Ainsi Aurélie dira : “Ça me plaît par certains côtés et ça me déplaît par d’autres. (...) Je le tolère tant que je le tolérerai tout simplement (...) ça ne durera pas éternellement.”Et Guillaume partagera : “ En fait je reste là en attendant de trouver quelque chose vraiment qui me fasse kiffer, c’est un peu à double tranchant dans le sens où à la fois tu te satisfais de ta situation en disant bon il y a mieux, il y a pire ailleurs (...), mais en même temps je me dis ben je ne vais pas non plus partir pour un truc de 💩 tu vois.”
- Le confort matériel
Même si ces jeunes diplômés ne sont pas satisfaits de leur situation, leur automatisme est alimenté par un niveau de vie confortable lié à leur rémunération.
C’est le cas de Guillaume par exemple : “ Je me dis aussi ben j’ai un salaire, j’ai un truc qui tombe. (...) Ça sert à quoi de changer de job si tu es moins bien payé et que tu travailles plus tu vois. Je n’apprends rien à mon boulot, mais je suis payé et ça me laisse du temps pour mes projets perso, voilà.”
- Ne pas savoir quoi faire s’ils quittent l’entreprise
Que faire en cas de départ ? Cette question reste sans réponse comme le formule Iris : “Si je laisse tout pour faire autre chose, c’est pour faire quelque chose que j’aimerais faire. Je ne sais pas encore exactement quoi.”
- Se poser beaucoup de questions
Thomas partage le témoignage de Clémentine : “Depuis je me suis beaucoup trituré l’esprit, je me pose beaucoup de questions en fait depuis le moment où je suis entrée dans mon job. Pour tout vous dire, déjà la veille de... en fait juste avant de commencer je n’avais pas envie d’y être.
Donc déjà avant même que mon premier jour ait lieu, je savais dans le fond que je n’y allais pas le sourire aux lèvres (...) et donc j’ai beaucoup réfléchi, j’ai émis un certain nombre d’hypothèses parfois farfelues, parfois non, et là je suis en train de chercher ailleurs.”
Ou encore celui d’Iris : “J’ai épuisé tout mon stock d’énergie à me battre je pense avec moi-même à essayer de me dire est-ce que je suis ma conscience pro ou est-ce que je me barre d’ici.”
👣 Je pense alors au parcours Karim et au chemin qu’il a parcouru.
Karim voulait être pilote de ligne mais la formation financée n’existait plus au moment où il obtient son Bac. Le prix à payer est au-dessus de leurs moyens.

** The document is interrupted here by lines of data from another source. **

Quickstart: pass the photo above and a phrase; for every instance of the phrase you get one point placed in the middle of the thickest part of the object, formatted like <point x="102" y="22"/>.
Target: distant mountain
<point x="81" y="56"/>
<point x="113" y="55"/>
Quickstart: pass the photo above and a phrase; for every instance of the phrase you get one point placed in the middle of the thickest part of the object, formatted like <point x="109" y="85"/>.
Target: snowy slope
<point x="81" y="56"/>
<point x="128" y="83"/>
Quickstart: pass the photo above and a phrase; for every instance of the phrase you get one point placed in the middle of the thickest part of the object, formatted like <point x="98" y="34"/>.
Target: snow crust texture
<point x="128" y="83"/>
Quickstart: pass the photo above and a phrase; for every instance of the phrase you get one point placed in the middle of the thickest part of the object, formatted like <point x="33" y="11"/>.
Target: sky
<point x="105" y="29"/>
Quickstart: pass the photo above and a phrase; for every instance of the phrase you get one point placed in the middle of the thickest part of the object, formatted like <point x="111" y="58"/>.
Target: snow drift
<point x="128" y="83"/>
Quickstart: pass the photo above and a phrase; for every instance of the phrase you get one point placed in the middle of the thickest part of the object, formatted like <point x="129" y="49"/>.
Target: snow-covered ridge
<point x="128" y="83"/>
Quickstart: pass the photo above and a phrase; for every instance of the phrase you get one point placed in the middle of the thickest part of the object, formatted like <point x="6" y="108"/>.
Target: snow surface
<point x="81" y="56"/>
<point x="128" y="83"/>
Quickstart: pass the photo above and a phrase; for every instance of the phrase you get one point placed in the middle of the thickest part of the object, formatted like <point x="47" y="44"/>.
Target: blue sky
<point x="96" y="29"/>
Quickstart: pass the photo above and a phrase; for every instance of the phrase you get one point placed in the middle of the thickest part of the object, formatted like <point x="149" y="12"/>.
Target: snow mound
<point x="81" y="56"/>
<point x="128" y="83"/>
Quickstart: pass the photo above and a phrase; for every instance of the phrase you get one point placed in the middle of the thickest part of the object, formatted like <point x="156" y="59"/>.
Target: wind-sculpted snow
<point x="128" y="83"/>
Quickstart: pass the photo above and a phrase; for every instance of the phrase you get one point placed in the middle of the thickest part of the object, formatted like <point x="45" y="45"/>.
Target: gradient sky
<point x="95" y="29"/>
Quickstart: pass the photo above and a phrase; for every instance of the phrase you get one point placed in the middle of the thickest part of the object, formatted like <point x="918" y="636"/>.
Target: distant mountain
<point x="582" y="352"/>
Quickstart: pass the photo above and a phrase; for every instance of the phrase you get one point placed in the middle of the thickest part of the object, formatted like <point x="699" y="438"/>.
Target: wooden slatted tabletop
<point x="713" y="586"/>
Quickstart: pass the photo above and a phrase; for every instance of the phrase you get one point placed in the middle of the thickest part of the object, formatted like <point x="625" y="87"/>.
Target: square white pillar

Il suit alors les conseils de sa mère et intègre la fac de droit où il ira jusqu’au bout de son cursus, non pas parce que ce qu’il apprend à la fac le transcende, mais dans l’optique d’aller jusqu’au bout et de s’assurer un confort lié à des débouchés et à une stabilité professionnelle.
Karim travaillera pendant 4 ans dans le milieu du droit. Notamment en cabinet d’avocats.
Dans une interview accordée à la chaîne “Recruiters in Da house”, il partagera ce parcours et le décalage perçu entre ce qu’il imaginait et la réalité du terrain.
Impossible pour lui de s’y projeter. Alors même qu’il n’a pas de plan B, il décide de partir.
Il intégrera alors un cabinet de recrutement où il évoluera petit à petit jusqu’au poste de directeur des opérations. Il entend et voit de choses qui ne lui conviennent pas et qui lui font se dire qu’il y a un problème dans le Recrutement.
Il décide alors de se lancer à son compte afin d’avoir un impact à son échelle et aider les entreprises à mieux recruter et aider les jeunes à mieux s’insérer dans le marché de l’emploi.
Voici l’extrait de l’interview :
Ce qui est attendu
Les attentes formulées par les jeunes diplômés tiennent en un acronyme que j’ai découvert en lisant la thèse de Thomas Simon. Ils souhaitent être à l’AISE (Autonomie, Impact, Stimulation, Equilibre).
✍️ ”Parvenir à contenter ces demandes permettrait aux entreprises à la fois d’attirer et de retenir les jeunes recrues. Nous suivons en cela l’appel d’Estelle Morin & Benoît Cherré (1999) pour qui il est essentiel « de se demander quelles sont aujourd’hui les caractéristiques d’un travail qui a du sens pour ceux qui sont chargés de mettre en place les conditions dans lesquelles il s’effectue ».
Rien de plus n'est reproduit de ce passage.